Bio
Edward R. Mariano, MD, MAS, FASA, FASRA, is a graduate of Georgetown University School of Medicine. He completed his anesthesiology residency at Stanford University Medical Center and pediatric anesthesiology fellowship at Stanford’s Lucile Packard Children’s Hospital with a special interest in regional anesthesiology and acute pain medicine (RAAPM) for children. He is double board-certified by the American Board of Anesthesiology and is a Fellow of both the American Society of Anesthesiologists and American Society of Regional Anesthesia and Pain Medicine (ASRA).
He joined the Department of Anesthesiology at the University of California, San Diego (UCSD), in 2004, where he founded the RAAPM program. While working full-time, he also earned a Master of Advanced Studies degree in clinical research. He served as RAAPM Division Chief at UCSD until 2010, pioneering the use of continuous peripheral nerve blocks for patients having same-day surgery and founding the first one-year RAAPM Fellowship in California. From 2013 to 2016, Dr. Mariano took the lead in achieving accreditation status for all RAAPM fellowship programs nationwide through the Accreditation Council for Graduate Medical Education (ACGME), and under his direction the RAAPM fellowship program at Stanford became one of the first nine programs to be ACGME-accredited.

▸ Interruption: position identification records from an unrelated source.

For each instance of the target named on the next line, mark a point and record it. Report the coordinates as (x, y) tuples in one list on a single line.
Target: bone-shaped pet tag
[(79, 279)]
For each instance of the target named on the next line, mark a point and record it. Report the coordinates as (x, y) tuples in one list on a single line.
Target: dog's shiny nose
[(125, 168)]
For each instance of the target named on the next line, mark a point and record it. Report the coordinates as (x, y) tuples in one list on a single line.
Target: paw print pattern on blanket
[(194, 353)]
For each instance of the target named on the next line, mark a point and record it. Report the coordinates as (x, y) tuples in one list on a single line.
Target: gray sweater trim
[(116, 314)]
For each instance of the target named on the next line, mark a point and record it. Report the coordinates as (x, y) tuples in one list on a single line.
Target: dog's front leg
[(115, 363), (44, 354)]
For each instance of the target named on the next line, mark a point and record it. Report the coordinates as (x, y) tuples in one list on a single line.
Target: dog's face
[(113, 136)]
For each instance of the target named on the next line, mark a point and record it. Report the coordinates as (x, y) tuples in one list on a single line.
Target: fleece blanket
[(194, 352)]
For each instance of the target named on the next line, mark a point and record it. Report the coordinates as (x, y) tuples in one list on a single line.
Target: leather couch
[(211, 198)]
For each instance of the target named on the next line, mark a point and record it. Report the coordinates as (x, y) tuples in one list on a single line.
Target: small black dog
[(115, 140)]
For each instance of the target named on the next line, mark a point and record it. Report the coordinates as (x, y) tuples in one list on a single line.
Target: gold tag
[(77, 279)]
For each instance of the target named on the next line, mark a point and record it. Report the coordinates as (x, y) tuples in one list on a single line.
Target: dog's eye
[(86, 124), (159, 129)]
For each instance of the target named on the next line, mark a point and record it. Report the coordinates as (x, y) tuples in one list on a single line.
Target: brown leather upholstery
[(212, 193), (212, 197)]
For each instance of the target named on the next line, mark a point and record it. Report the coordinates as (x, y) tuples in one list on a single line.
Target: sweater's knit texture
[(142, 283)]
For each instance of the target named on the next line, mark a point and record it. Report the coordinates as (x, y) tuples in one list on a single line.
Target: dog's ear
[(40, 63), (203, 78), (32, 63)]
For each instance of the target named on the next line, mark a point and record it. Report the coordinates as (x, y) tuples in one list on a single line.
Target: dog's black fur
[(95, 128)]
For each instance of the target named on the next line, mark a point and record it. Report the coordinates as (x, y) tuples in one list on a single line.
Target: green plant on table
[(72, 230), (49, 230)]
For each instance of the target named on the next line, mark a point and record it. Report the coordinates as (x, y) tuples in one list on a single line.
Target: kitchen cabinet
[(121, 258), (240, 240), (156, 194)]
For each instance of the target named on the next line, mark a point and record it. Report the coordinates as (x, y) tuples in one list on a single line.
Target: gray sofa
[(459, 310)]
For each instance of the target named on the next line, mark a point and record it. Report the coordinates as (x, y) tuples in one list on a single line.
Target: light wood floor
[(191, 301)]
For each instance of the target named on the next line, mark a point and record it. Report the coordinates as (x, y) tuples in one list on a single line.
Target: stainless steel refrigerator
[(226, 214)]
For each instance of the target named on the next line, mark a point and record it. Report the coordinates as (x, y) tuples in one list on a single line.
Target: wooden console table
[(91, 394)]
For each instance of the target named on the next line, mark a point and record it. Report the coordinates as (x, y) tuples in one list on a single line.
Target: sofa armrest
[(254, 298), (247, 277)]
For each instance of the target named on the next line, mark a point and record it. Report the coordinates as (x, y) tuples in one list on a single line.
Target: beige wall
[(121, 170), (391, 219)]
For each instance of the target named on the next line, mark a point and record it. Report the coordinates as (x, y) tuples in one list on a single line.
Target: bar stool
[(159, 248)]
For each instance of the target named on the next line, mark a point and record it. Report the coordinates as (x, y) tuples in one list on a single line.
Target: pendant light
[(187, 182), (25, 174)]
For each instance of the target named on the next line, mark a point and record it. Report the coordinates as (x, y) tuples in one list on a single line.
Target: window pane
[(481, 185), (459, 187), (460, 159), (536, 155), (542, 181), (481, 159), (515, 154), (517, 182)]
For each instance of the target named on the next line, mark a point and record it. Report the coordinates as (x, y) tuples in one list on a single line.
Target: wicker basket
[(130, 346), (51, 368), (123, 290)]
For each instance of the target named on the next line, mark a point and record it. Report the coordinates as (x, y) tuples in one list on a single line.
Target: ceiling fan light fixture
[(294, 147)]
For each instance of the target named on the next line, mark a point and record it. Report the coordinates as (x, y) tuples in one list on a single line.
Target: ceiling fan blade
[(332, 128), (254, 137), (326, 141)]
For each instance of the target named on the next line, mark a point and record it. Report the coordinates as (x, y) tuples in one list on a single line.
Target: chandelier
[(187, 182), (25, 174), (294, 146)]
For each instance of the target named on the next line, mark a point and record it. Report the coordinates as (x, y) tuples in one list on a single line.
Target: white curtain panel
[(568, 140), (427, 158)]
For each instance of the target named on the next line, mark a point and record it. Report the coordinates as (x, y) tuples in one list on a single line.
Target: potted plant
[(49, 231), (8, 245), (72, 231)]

Dr. Mariano is Professor and Senior Vice Chair in the Department of Anesthesiology, Perioperative and Pain Medicine at Stanford University School of Medicine and Chief of Anesthesiology, Perioperative and Pain Medicine at the Veterans Affairs Palo Alto Health Care System. He has developed techniques and patient care pathways to improve postoperative pain control, patient safety, and other outcomes and has published over 275 peer-reviewed articles in addition to being a recipient of the Veterans Health Administration’s John D. Chase Award for Physician Executives Excellence and ASRA Pain Medicine Distinguished Service Award. He is a Past President of the California Society of Anesthesiologists and has held leadership positions in the American Society of Anesthesiologists, ASRA, and multiple scientific journals. He has worked on key national healthcare initiatives in the U.S. including the accreditation of regional anesthesiology and acute pain medicine fellowships, pain management guidelines and hospital-based standards, development of quality and cost measures in perioperative care, current procedural terminology, and the National Academy of Medicine Action Collaborative Countering the U.S. Opioid Epidemic.